Ça bouge sur le marché brésilien ! De nombreux voyants sont au vert : une économie solide, avec un PIB en croissance de 2,4 % attendus cette année et un taux de chômage en baisse...
Ce n’est certes pas sans exercer de pression sur les salaires, engendrant une inflation estimée à 4,5 % sur 2025 et qui constitue le principal problème du pays avec des taux de refinancement qui atteignent des sommets (12 %, contre 2,25 % en Europe) !
Sur le marché VN la croissance ralentit après deux exercices à plus de 12,5 % : 2025 devrait terminer à +5 % ‘seulement’, soit 2,5 millions d’immatriculations. Une croissance d’ailleurs tirée par les ventes de véhicules électriques et hybrides qui représentent 10,5 % des ventes aujourd’hui ! Lorsque les véhicules à moteur thermique ont progressé de 30 000 unités environ par rapport à l’année précédente, ces nouvelles technologies ont bondi de 90 000 immatriculations supplémentaires ! Un effet ‘nouveauté’ – concentré dans les grandes agglomérations - dans un marché encore très largement dominé par le bioéthanol (75 % du parc). Surtout, l’arrivée de ces nouvelles technologies dans les immatriculations coïncident avec les premiers pas des marques chinoises sur le marché brésilien : « l’essentiel de ces immatriculations s’est fait avec des modèles chinois ; de quatre marques l’année dernière, ils sont aujourd’hui 10 et représentaient déjà à cette époque 4% des immatriculations », souligne Laurent Guerinaud, directeur de Gipa Brésil…

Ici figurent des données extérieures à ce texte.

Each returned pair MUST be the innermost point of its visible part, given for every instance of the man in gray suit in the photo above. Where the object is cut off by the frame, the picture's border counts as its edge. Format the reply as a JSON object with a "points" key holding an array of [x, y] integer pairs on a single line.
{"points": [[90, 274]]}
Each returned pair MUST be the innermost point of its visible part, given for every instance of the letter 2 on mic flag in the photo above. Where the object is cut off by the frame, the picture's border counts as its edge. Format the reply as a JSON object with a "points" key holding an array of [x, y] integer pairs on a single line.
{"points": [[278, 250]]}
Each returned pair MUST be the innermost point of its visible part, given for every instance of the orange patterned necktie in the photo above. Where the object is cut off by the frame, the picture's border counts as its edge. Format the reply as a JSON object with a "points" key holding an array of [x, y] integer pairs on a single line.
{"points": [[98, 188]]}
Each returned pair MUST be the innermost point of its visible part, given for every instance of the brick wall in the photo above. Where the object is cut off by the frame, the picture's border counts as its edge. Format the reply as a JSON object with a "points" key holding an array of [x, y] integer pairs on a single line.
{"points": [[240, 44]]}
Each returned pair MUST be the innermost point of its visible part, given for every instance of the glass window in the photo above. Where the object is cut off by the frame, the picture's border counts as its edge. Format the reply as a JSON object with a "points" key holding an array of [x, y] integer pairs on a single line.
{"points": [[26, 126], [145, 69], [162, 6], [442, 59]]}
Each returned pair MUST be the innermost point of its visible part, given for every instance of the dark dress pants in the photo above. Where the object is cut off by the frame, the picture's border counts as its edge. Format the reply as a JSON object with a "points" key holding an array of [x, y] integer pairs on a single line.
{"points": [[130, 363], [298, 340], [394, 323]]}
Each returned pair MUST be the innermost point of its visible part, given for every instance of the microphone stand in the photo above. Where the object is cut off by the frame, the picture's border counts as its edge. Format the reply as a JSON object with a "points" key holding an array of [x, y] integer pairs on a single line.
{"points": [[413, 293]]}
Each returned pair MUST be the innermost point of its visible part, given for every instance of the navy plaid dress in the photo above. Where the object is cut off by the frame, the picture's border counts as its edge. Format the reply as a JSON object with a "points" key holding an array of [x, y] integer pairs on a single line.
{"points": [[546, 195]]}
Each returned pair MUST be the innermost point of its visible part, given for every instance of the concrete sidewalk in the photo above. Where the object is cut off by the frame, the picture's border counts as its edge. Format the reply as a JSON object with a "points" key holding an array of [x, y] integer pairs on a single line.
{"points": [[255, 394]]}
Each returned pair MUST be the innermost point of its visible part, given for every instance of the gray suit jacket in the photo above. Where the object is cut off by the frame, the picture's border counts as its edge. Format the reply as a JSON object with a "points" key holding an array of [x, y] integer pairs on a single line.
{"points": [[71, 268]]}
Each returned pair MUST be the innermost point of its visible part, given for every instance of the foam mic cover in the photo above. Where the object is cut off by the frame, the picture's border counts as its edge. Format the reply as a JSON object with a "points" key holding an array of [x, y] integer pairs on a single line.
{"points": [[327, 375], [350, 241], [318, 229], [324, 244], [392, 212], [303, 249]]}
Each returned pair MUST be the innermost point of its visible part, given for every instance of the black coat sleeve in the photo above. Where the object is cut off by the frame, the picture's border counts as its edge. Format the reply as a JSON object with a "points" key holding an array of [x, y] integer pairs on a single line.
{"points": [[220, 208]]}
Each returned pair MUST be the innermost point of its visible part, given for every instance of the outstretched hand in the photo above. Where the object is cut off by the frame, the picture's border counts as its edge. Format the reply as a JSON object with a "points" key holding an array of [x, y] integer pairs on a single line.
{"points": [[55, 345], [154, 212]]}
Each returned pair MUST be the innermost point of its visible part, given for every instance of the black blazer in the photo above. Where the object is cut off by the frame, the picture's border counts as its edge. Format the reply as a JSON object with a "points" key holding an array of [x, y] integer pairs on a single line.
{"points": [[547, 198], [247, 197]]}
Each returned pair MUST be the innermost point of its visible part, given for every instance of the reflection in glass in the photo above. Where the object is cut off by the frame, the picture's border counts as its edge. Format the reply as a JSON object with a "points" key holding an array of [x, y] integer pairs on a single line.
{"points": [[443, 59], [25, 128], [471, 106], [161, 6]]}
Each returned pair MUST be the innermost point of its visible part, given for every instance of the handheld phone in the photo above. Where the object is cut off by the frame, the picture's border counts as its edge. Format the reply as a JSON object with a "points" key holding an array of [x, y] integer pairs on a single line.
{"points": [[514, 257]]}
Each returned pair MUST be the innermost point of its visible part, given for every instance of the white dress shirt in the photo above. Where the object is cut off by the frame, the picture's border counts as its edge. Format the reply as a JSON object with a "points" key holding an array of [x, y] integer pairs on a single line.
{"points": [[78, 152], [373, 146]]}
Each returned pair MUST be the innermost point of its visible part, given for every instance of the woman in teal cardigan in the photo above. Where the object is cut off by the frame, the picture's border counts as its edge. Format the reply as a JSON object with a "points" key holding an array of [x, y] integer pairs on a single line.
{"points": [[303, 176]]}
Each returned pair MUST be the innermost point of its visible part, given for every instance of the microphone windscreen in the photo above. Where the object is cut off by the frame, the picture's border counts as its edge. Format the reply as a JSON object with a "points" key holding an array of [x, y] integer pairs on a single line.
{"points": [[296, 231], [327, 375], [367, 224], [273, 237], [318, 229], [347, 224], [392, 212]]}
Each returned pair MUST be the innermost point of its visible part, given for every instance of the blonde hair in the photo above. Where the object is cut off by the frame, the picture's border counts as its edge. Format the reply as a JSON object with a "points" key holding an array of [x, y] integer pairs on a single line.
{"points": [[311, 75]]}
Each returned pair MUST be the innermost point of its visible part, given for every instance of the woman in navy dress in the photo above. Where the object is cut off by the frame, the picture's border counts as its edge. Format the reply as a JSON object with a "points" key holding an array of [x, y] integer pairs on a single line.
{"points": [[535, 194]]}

Vers une « jurisprudence » DPK ?
DPK, Comolatti, Fortbras (une entreprise qui monte actuellement avec plus de 250 magasins répartis dans une vingtaine d’Etats du pays)… Si certains champions émergent dans le paysage de la distribution indépendante, qui s’arroge toujours environ 80 % environ du marché de l’après-vente, pas de quoi pour autant prétendre à une couverture nationale de ce gigantesque marché. Autre problème pointé du doigt par Laurent Guérinaud : ces acteurs peinent pour l’heure à proposer un catalogue complet et nombreux sont les professionnels de la maintenance à jongler entre plusieurs distributeurs ! En face, les représentants de marques tentent de fidéliser toujours un peu plus les clients, mais le maillage de 3700 concessionnaires dans le pays pèse peu face aux plus de 100 000 points de service indépendants ! Et les réseaux multimarques, peu nombreux, ne sont pas encore suffisamment visibles sur le marché, comme les Bosch Car Service, DPaschoal (DPK – Stellantis), ou ACDelco, un réseau de centres-auto lancé en 2023 et issus du programme multimarque éponyme de General Motors.

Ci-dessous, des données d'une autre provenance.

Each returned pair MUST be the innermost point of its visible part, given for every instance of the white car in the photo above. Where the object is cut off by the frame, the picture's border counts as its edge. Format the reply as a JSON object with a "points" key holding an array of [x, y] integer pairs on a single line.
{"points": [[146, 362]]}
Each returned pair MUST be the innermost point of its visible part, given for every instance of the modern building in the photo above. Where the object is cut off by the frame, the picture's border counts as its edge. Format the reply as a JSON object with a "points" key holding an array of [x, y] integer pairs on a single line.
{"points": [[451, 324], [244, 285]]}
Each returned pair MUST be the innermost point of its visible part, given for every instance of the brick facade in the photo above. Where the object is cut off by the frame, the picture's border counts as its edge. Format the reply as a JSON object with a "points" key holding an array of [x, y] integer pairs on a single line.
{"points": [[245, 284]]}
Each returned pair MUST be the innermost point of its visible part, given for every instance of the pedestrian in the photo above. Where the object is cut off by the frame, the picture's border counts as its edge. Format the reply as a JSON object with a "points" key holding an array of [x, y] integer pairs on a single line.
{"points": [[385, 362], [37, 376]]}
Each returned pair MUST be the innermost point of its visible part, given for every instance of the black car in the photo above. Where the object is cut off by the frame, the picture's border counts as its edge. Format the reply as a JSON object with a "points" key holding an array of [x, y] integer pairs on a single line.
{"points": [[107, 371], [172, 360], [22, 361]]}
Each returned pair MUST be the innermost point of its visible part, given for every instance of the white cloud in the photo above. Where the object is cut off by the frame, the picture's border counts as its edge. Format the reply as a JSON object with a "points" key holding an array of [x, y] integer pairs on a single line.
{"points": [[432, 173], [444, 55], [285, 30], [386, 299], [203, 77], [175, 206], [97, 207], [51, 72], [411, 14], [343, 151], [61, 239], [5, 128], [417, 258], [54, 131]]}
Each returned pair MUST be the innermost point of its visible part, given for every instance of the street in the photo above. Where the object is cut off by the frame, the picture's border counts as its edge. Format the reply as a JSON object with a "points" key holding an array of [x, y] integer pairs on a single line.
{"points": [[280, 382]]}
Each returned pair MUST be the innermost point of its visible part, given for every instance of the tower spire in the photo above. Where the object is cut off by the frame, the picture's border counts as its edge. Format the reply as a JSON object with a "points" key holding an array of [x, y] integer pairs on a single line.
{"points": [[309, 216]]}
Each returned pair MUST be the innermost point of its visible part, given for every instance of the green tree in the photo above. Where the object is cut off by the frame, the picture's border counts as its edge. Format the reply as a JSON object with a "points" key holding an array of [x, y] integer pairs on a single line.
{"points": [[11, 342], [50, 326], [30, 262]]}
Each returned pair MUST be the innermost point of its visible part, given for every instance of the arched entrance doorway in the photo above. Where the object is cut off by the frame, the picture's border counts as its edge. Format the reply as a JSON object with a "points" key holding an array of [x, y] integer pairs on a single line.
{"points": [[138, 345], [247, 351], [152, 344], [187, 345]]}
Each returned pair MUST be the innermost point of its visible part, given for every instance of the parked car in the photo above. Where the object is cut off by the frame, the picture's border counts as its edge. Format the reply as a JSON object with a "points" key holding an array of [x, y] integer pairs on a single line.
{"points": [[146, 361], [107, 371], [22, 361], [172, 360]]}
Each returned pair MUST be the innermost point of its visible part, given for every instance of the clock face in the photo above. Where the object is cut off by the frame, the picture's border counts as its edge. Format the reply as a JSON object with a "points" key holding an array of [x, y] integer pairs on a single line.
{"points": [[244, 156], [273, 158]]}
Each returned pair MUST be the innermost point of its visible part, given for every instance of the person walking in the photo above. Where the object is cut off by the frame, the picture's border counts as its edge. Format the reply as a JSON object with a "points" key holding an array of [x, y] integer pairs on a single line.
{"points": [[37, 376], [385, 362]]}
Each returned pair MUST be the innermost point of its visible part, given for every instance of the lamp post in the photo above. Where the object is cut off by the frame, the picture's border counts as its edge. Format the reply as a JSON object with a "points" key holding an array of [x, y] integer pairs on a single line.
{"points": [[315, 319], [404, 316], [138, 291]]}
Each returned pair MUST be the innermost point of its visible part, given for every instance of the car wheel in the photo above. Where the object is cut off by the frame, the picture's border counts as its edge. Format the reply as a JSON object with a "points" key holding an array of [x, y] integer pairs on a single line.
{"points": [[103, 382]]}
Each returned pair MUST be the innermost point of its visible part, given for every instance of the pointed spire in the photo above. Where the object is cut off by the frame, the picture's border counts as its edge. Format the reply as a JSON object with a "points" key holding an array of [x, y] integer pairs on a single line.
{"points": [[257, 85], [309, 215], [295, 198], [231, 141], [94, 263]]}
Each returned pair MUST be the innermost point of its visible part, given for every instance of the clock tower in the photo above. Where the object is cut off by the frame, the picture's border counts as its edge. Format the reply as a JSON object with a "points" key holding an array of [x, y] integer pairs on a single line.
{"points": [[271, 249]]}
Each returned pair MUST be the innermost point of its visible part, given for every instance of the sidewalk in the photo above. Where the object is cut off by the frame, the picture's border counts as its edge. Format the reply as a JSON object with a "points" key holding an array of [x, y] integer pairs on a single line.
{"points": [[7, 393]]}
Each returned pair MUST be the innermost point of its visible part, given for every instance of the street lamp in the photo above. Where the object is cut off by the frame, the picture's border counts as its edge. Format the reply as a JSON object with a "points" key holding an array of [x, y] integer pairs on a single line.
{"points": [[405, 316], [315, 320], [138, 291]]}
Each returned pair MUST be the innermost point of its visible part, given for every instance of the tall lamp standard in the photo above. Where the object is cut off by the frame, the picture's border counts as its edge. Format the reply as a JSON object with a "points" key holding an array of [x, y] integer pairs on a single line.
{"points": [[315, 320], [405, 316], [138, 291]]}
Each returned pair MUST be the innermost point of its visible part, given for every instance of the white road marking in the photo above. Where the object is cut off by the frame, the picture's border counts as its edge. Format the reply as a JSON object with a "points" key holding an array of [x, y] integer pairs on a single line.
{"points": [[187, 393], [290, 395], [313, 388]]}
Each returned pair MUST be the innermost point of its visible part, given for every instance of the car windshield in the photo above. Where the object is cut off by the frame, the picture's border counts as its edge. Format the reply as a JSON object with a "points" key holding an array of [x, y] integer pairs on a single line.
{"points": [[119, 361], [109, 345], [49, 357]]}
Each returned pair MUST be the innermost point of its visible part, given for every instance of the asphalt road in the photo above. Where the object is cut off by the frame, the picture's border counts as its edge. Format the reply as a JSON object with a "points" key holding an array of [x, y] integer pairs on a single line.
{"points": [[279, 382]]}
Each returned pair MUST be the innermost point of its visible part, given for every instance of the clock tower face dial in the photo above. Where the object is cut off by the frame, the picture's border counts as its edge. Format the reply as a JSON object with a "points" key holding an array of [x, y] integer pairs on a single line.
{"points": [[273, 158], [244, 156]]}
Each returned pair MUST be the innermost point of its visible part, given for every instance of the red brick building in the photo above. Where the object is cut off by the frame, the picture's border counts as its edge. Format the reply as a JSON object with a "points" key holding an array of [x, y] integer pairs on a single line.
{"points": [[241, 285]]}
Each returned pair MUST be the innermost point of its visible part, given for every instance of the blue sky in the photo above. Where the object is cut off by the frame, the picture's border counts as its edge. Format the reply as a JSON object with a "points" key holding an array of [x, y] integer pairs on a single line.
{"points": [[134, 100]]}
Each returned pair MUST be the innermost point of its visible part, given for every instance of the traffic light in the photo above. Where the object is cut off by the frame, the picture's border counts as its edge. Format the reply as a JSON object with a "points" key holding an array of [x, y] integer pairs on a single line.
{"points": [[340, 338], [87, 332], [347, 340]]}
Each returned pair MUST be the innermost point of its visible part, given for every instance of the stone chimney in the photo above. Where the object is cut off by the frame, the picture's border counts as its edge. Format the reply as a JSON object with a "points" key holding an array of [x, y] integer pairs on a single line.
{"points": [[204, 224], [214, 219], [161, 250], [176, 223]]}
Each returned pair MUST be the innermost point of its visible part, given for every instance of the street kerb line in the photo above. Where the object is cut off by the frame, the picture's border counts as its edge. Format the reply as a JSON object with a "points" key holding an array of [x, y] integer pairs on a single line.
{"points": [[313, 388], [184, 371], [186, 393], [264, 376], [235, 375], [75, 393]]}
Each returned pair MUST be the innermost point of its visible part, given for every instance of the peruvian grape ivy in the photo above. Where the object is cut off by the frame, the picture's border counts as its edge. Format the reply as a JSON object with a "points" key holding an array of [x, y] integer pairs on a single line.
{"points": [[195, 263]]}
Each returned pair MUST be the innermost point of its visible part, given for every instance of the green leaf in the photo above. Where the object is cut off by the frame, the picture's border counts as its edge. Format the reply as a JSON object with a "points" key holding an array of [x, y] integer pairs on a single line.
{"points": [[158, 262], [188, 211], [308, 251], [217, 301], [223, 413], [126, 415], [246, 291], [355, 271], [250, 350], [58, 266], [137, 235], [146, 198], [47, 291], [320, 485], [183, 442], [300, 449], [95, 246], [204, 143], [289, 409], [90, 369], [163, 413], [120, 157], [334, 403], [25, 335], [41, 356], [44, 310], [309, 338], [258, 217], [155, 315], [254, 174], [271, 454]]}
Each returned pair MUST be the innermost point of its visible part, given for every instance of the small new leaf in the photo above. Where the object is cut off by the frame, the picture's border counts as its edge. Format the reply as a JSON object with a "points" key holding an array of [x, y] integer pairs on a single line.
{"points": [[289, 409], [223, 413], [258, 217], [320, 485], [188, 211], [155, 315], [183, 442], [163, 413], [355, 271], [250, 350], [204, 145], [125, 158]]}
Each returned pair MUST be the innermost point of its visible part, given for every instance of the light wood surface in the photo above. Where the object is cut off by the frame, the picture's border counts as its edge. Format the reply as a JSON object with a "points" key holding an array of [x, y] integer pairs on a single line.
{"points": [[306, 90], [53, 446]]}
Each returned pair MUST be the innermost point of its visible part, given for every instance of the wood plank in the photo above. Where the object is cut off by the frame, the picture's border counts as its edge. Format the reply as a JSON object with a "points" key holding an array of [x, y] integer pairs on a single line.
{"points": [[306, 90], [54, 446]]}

Toutefois, l’acquisition de DPK par Stellantis début 2024 est apparue comme un premier coup de semonce pour la concurrence dans la course à la concentration du marché. « On sent une certaine effervescence de la rechange automobile au Brésil, avec un focus particulier mis sur la donnée et, plus largement, un secteur qui se professionnalise. Ce marché, jusqu’ici atomisé avec une multitude de petits distributeurs pourrait changer… d’ailleurs, le géant américain AutoZone (NdlR : 7 :700 magasins dans le monde) a fait son entrée sur le marché l’année dernière ! », précise le directeur Gipa Brésil.

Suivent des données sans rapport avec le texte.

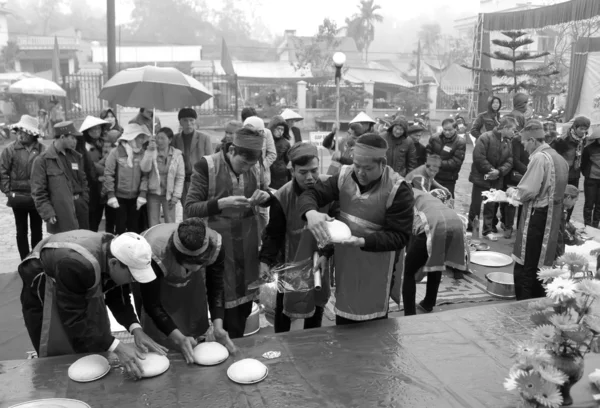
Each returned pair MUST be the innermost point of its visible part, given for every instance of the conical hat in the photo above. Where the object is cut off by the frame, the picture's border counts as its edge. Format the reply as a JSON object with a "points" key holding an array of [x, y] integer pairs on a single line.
{"points": [[289, 114], [90, 122], [362, 117]]}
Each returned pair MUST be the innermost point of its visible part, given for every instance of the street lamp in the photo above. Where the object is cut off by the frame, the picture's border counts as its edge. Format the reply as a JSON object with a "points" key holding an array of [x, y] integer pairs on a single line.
{"points": [[339, 59]]}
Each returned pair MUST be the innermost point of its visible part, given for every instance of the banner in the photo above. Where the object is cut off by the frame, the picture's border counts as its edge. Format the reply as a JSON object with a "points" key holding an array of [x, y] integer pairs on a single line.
{"points": [[589, 99]]}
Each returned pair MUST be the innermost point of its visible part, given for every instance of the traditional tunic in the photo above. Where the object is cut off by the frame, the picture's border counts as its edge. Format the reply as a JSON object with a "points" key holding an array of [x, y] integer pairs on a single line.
{"points": [[238, 227], [363, 278], [300, 245], [445, 233], [71, 321], [543, 185], [183, 294]]}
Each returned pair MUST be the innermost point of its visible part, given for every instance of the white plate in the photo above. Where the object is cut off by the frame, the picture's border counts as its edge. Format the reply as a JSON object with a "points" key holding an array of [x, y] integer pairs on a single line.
{"points": [[490, 258], [52, 403], [249, 382]]}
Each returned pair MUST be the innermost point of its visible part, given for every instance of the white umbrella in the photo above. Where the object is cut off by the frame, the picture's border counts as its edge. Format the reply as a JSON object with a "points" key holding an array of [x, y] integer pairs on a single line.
{"points": [[161, 88], [37, 86]]}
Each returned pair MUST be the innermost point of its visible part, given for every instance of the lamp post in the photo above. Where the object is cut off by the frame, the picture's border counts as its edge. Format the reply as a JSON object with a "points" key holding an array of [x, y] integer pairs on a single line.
{"points": [[339, 59]]}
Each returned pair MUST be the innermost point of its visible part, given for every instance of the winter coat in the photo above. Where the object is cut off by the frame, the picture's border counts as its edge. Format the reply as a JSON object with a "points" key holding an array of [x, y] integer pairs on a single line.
{"points": [[175, 174], [16, 163], [567, 147], [279, 171], [491, 152], [120, 180], [590, 160], [519, 108], [401, 154], [486, 121], [52, 192], [452, 151]]}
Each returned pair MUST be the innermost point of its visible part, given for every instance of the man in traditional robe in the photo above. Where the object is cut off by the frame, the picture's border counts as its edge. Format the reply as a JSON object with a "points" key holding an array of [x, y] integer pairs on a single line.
{"points": [[285, 234], [377, 205], [541, 191], [226, 189]]}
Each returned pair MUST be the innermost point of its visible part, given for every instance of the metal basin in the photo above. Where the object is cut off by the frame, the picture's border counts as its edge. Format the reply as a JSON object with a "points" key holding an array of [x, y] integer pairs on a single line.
{"points": [[253, 321], [500, 285]]}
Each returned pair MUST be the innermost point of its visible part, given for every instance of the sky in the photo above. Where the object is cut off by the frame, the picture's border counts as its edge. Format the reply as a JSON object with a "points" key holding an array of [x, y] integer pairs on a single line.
{"points": [[306, 15]]}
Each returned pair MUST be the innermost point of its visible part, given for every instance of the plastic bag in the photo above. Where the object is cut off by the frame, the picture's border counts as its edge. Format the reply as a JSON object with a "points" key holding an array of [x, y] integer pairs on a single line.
{"points": [[289, 277]]}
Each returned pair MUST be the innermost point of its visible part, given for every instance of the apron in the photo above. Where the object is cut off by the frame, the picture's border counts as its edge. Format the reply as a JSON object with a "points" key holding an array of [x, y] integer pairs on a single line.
{"points": [[363, 278], [300, 245], [54, 340], [558, 182], [238, 229], [182, 293]]}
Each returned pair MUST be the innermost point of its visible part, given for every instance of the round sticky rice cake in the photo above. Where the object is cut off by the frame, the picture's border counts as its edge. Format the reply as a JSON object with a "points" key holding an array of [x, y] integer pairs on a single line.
{"points": [[210, 353], [154, 364], [338, 231], [88, 368], [247, 371]]}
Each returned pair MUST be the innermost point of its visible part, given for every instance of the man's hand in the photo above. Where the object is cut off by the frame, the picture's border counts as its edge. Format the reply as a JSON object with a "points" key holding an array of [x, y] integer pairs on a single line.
{"points": [[315, 222], [219, 335], [141, 201], [130, 358], [494, 174], [185, 344], [113, 202], [354, 241], [145, 344], [259, 197], [233, 202]]}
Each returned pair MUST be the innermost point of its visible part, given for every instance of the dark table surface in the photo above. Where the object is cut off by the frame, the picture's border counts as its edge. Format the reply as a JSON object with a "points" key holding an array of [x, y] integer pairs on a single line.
{"points": [[457, 358]]}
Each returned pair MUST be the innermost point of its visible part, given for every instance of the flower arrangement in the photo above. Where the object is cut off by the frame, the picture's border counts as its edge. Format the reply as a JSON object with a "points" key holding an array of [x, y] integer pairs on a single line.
{"points": [[552, 361]]}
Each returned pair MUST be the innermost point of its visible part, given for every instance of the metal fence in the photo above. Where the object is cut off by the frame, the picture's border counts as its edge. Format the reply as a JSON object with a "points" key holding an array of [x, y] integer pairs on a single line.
{"points": [[82, 95]]}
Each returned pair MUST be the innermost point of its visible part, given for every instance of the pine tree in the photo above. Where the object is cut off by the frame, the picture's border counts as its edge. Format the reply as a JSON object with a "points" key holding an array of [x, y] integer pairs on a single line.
{"points": [[523, 79]]}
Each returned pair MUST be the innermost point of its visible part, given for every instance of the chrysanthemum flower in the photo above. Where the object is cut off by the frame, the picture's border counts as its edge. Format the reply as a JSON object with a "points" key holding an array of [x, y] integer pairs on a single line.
{"points": [[544, 334], [549, 396], [561, 289]]}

MDD et pièces d’occasion émergent
Le secteur de l’après-vente automobile se porte bien au Brésil avec une croissance en volume comprise dans une fourchette de 2 à 6% (NdlR : les projections sont réalisées en volume et non en valeur du fait d’une grande volatilité des prix d’un acteur à l’autre, les projections actuelles étant ainsi comprises entre 6 et 17 %). Le parc roulant, composé de 55 M de véhicules (VP et VU), vieillit… ce qui amène de nouvelles offres sur le marché. C’est notamment le cas des marques privées, à l’image d’Authomix, marque en propre de pièces détachées du distributeur Comolatti. Bien qu’existant depuis 20 ans, celle-ci se rend de plus en plus visible. En parallèle de son offre Mopar/Eurorepar, Stellantis a de son côté lancé une offre de pièces remanufacturée et a dans le même temps investi dans la pièce d’occasion avec un site de déconstruction, « une vraie nouveauté, car ce type d’offre n’existait quasiment pas au Brésil, mais ces initiatives sur l’économie circulaire sont désormais soutenues par le gouvernement », souligne Laurent Gérinaud. En l’espèce, une offre qui rencontre une demande croissante, portée par un parc dont l’âge moyen a passé le cap des 10 ans.